A part-time nanny share seemed like the best solution for us so that my daughter could stay at home in her own surroundings. And as I was only away teaching in the mornings a few days a week, I could pick and choose the hours we needed to make it financially viable. The arrangement suited our nanny perfectly as well as she already had an after-school job with another family, and was looking for some extra hours to fit around her own singing career.
We found each other online; in retrospect, I realise we struck very lucky, very quickly. She and my daughter bonded immediately which was a huge relief, and as fellow musicians, we also became firm friends and remain in touch today.
4. Adapt, change, repeat
As my business grew and my daughter approached 2 years old, I found myself needing extra hours some afternoons. But still not ready for full-time care yet, I began supplementing our nanny arrangement with a childminder 1 day a week.
Location was a big factor as I had to drop her off and pick her up around my teaching hours. But the homely setting felt like a natural step from just being in our house, and it meant she started to socialise more regularly with 1-2 other little ones her age. I still had one day a week at home with her which was the highlight for us both.
As she approached 3, I was lured back to full-time employment, so we felt it was time to start looking for a nursery in preparation for school. Again, the location was a big factor. The minutes between 8am and 9am had to run like clockwork to manage drop off, settling, a mad dash across London at the mercy of the Piccadilly line, and then do it all again in reverse between 5pm and 6pm.

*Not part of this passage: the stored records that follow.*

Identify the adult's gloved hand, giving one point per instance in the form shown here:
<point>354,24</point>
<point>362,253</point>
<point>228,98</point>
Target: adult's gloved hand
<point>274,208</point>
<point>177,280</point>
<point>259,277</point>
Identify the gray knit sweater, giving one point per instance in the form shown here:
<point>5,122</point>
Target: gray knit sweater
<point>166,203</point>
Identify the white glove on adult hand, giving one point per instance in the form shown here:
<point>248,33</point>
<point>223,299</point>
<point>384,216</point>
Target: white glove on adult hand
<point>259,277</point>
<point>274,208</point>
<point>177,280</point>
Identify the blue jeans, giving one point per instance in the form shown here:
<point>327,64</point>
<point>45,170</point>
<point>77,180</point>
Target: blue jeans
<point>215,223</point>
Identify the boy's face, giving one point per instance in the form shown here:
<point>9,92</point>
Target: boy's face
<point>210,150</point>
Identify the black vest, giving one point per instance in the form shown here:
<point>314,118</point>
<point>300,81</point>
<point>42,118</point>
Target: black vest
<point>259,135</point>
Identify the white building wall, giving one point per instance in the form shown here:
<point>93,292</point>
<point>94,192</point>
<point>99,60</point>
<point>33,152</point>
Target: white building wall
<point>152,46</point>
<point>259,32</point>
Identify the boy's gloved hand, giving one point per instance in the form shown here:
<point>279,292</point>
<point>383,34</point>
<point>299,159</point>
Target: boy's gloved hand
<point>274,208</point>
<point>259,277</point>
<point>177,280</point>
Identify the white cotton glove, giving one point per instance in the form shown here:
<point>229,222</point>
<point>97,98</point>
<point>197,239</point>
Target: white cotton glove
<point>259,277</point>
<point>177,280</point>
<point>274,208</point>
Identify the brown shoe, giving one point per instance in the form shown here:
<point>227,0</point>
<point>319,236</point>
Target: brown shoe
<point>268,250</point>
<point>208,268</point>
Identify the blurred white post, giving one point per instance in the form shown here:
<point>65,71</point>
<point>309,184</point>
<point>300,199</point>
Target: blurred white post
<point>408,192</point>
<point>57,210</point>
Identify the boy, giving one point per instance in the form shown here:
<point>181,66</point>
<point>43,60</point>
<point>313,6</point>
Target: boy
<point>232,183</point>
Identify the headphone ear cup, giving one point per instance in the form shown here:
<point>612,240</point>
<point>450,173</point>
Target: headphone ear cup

I remember those days being somewhat stressful, but the silver lining to it all was that she settled in remarkably quickly and seemed to thrive there with all the activities on offer. So thankfully I didn’t suffer too many of the gut-wrenching tearful farewells which continue to haunt you all morning. She also had one day every week with my husband which helped to keep the costs down and meant they could do extra activities like swimming together. Before I knew it, we were trying on school uniforms, and just like that Primary School was upon us.

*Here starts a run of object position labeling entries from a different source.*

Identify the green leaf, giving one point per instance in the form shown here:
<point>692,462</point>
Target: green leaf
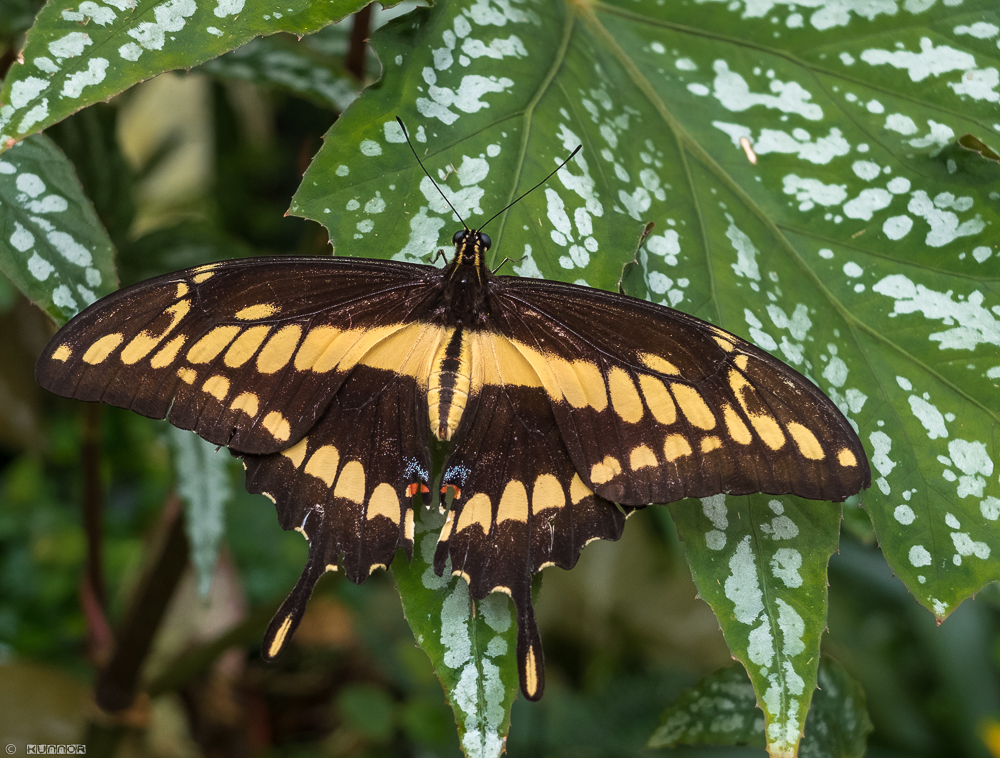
<point>760,562</point>
<point>796,164</point>
<point>471,644</point>
<point>76,55</point>
<point>299,66</point>
<point>204,486</point>
<point>52,245</point>
<point>721,709</point>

5. Make your childcare work for you
Starting school has brought a whole new raft of childcare considerations. Not least of all starting school in the middle of a global pandemic (another blog post – or several – entirely!) As my employment situation has changed again, I’m back to boxing and coxing freelance work and singing around school hours and after-school activities. 3pm comes around remarkably quickly, and I log back in most evenings. But I love being able to drop her off and pick her up and honestly, I couldn’t be happier.

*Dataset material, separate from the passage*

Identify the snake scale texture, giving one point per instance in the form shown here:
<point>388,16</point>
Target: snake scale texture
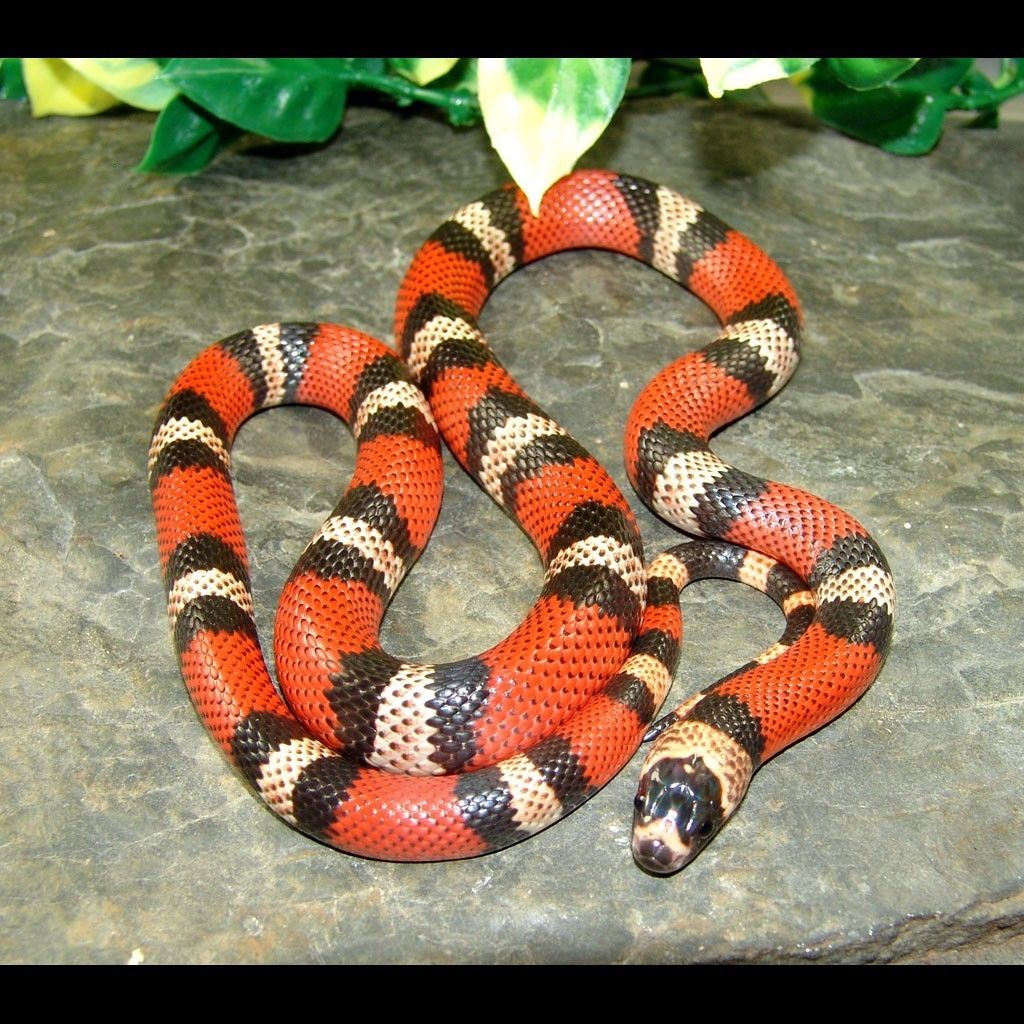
<point>404,761</point>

There may come a time when we need to think about a part-time nanny again to manage the after-school pick up so I can lengthen my working day, but for now, it’s been wonderful to be able to be there after such a disruptive time.
Mama knows best (and re-union cuddles rock)
So, would I have done any of it differently? Pandemic aside, I honestly don’t think so. What has been key for us has been staying flexible, and adapting our childcare arrangements when our circumstances have changed. Although we all want to give our little ones as much consistency and continuity as possible, I also believe a bit of change is good. It helps to build resilience and adaptability, and prepare them for new challenges that come along (and let’s be honest, this generation has already faced more than most in their short little lives).
But most importantly, I’ve always tried to go with my gut instinct about what feels right. No one will ever be able to look after your child the way you do, but the separations do get easier. And being reunited – whether it’s been hours or just minutes apart – is still the best feeling in the world.